The Russians announced their intentions of raising the whole question of Tito's leadership at the next meeting of the Cominform and circulated to Cominform members some of the correspondence between the C.P.S.U. and Tito and Kardelj. The Yugoslavs refused to attend the conference, which was held in Bucharest with the results that startled the Communist world as much as the non-Communist world.
The Bolshevik Party had been a long time making up its mind about Comrade "Walter" as Tito was known when he was an émigré in Moscow. He was a relatively unknown and untried Communist when he was sent off, in 1934, to one of the least important Communist parties in Europe, and one with the worst reputation. The partisans suffered much and fought well under his leadership during the war. Of 12,000 Communist Party members when the war started, only 3,000 survived, and out of these 3,000 Tito created a party half a million strong. Strong numerically but not ideologically, for it is impossible to mass-produce Communists. He created, in any case, a Tito party half a million strong, with the best-equipped police force and best-equipped army in Eastern Europe to take care of any trouble. A high proportion of the 3,000 survivors of the pre-war Communists are in Rankovich's jails to-day and several thousand of the new recruits as well.

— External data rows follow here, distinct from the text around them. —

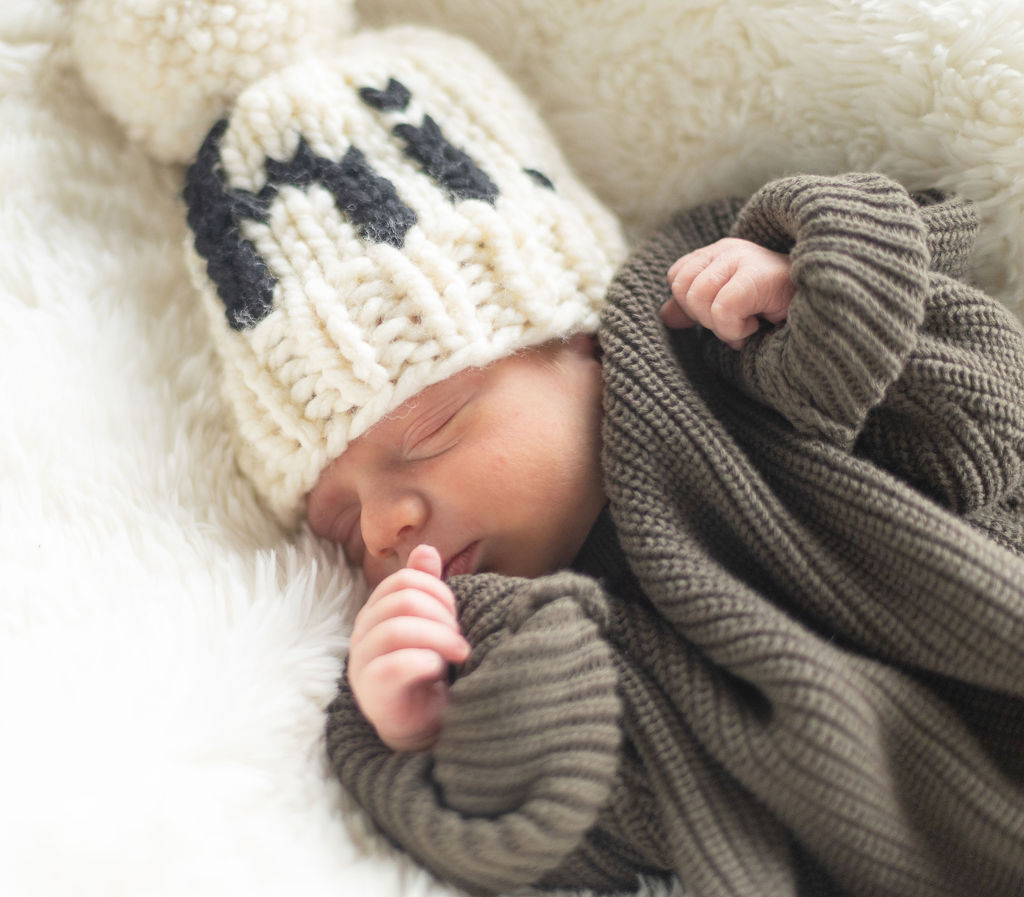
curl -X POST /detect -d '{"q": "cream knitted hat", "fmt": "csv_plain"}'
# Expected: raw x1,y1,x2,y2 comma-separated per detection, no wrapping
70,4,624,526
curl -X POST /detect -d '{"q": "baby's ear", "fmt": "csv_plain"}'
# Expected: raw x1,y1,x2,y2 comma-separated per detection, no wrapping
71,0,355,162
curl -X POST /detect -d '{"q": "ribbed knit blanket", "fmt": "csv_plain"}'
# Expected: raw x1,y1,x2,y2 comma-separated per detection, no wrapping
328,175,1024,897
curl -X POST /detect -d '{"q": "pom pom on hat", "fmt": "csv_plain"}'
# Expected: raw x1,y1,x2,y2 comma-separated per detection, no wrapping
71,0,355,162
75,0,625,527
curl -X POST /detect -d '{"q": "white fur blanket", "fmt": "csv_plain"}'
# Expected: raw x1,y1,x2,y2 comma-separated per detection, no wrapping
8,0,1024,897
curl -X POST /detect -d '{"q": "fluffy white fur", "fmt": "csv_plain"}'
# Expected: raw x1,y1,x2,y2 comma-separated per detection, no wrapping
366,0,1024,312
6,0,1024,897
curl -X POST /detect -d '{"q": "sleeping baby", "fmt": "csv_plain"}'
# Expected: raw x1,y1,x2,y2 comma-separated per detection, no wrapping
77,12,1024,897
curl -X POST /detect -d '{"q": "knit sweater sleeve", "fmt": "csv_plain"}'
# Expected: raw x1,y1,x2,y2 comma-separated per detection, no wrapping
709,174,1024,513
327,573,624,893
708,174,929,449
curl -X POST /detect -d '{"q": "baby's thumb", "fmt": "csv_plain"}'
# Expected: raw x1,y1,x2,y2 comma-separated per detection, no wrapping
406,545,444,580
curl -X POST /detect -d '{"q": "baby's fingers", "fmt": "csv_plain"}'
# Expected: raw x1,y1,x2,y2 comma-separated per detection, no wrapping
348,616,469,676
352,589,459,641
662,246,732,328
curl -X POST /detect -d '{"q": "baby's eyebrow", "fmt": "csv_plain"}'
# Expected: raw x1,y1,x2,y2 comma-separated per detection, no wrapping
401,389,469,453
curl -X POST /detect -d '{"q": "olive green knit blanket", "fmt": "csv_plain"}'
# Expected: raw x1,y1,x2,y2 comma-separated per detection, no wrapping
328,175,1024,897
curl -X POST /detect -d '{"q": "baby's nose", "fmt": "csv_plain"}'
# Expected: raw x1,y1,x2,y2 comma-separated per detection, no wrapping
359,493,427,560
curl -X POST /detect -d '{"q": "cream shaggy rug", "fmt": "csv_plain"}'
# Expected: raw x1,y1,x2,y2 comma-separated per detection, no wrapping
6,0,1024,897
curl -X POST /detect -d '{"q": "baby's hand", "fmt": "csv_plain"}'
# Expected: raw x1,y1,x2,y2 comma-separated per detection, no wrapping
662,237,796,349
348,545,469,751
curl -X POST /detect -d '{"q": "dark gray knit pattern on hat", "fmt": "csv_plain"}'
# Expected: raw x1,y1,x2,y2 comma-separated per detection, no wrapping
328,175,1024,897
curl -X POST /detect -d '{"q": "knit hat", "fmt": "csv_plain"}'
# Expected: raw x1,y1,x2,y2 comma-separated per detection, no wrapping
70,0,624,526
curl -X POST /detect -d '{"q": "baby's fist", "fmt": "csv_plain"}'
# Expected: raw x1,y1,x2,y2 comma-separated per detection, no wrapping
348,545,469,751
662,237,796,349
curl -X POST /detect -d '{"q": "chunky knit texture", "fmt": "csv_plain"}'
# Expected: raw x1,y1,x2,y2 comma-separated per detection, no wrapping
184,28,624,526
328,175,1024,897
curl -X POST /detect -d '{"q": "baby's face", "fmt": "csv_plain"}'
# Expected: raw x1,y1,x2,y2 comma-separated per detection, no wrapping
307,337,604,586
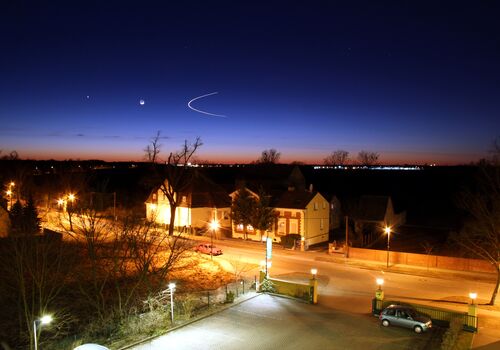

Western Embassy estimates in the summer of 1949 were 10 per cent of all Communists (50,000) in jails and internment camps. None of them has been tried. The arrest of two Communist Ministers, Andrija Hebrang, Minister of Light Industry, and Sreten Zhujovich, Minister of Finance on May 8, 1948, brought the quarrel with Soviet Union to a head: Both were old-time Communists, who had fought well in the Liberation Movement, both were known to have been critical of Tito's policies for months previously. They have been in jail two years now, but Tito has not dared bring them to trial.
It was in this stunned atmosphere of Belgrade, with Communists being arrested every day, propaganda war starting up between Tito and the Cominform countries, and western diplomats seeking good fishing in the muddied waters, that the Danube Conference brought M. Vishinsky from the Soviet Union, Anna Pauker from Roumania, other important Communists from Hungary, Czechoslovakia and Bulgaria, and top-flight diplomats from England, France and the United States, in day-to-day contact for almost three weeks, as guests of the Yugoslav government. Few conferences have been held under stranger circumstances. Decorations were still in the streets from the Communist Party Congress, which finished a few days before the Danube Conference started. All the visitors were there officially to attend the Conference but most of them were far more interested in the Tito-Cominform split. It was rare enough for Tito to open wide the gates of his capital to foreign visitors, especially to journalists and everybody was determined to make the most of the opportunity. The Danube conference could not have been held at a better time or place.